The recent decision holds that John Yoo cannot be sued because although today the practices to which he gave a blessing are acknowledged as torture, this was allegedly not beyond dispute between 2001 and 2003, when he gave his advice to the government. There is a lot of sophistry in the decision. The best the judges can provide in support is a 1978 decision of the European Court of Human Rights describing certain repulsive techniques of abuse as “inhuman or degrading treatment” rather than as torture. The decision has a smell of the argument that Nazi judges and prosecutors invoked at Nuremberg when they were charged with crimes against humanity for, in effect, applying the law. They were convicted by an American military tribunal following a trial made famous in the Abby Mann play and Stanley Kramer film Judgment at Nuremberg. The standard applied by American judges then was whether the law being applied was manifestly unlawful. The torture memos easily fail that test.

Immunity is a dangerous concept because it encourages the amorality of certain judges and policy-makers, including those who counseled the Bush Administration. Like the Nazi magistrates, they needed to ask if the treatments they were promoting were manifestly unlawful. Whether the yardstick is the Eighth Amendment to the Constitution (“cruel and unusual punishment”) or Article 5 of the Universal Declaration of Human Rights (“torture and cruel, inhuman or degrading treatment or punishment”) makes no difference.

5. In the past year, the United States, while declining to join or offer direct support to the ICC, has sought to enlist the ICC as a foreign-policy tool—pressing for the prosecution of Qaddafi and his inner circle, for criminal charges in Sudan and Kenya, and now in Syria against the Assad regime. Is this fresh wind in the ICC’s sails or a challenge to its credibility?

Although it is not going to join the court anytime soon, the United States has become a keen supporter of its activities. That is because the court’s behavior in its early years convinced Washington that none of its vital interests were threatened. This is mainly the achievement of the court’s prosecutor, Luis Moreno-Ocampo. He has quietly provided assurances to the United States government (as some WikiLeaks documents demonstrated) while at the same time refusing to investigate serious violations perpetrated in places like Iraq and Gaza.
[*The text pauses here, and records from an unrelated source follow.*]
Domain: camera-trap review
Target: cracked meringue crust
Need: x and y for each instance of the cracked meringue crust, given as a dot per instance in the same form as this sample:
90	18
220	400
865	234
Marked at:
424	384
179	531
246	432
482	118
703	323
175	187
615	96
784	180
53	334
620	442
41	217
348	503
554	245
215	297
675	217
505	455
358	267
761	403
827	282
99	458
Those who see U.S. support as crucial to the prosperity of the court are delighted. But there is a price to pay. This is a bit of a zero-sum game. The more enthusiastic the United States becomes, the more lukewarm support for the court becomes in other parts of the world, particularly Africa.

6. The crime of genocide, which sits at the heart of your book, has become a sore point for many international criminal-law experts, who argue that the label is too frequently abused and difficult to invoke properly. They urge us to avoid its use and instead speak of “atrocity crimes.” Is this concern well-founded?

Genocide is a word with great rhetorical power, as former secretary of state Madeleine Albright and former secretary of defense William Cohen noted in a 2008 report. They criticized academic lawyers like myself for insisting upon precise definitions, arguing that such pedantry inhibited mobilization of a robust response to atrocities.

But there is an agenda at work in this blurring of the lines. Albright and Cohen were promoting a message of intervention, including military intervention, to prevent atrocity crimes. That’s fine, providing there is general agreement at the international level, consistent with the Charter of the United Nations. Their idea was that even if international consensus were absent, it would be acceptable to send in the Marines, because “genocide” needs to be prevented. They wanted to redefine genocide so it would cover a much broader range of atrocities and human rights violations. In practice, they wanted a blank check for unilateral military intervention on the pretext of preventing humanitarian disasters.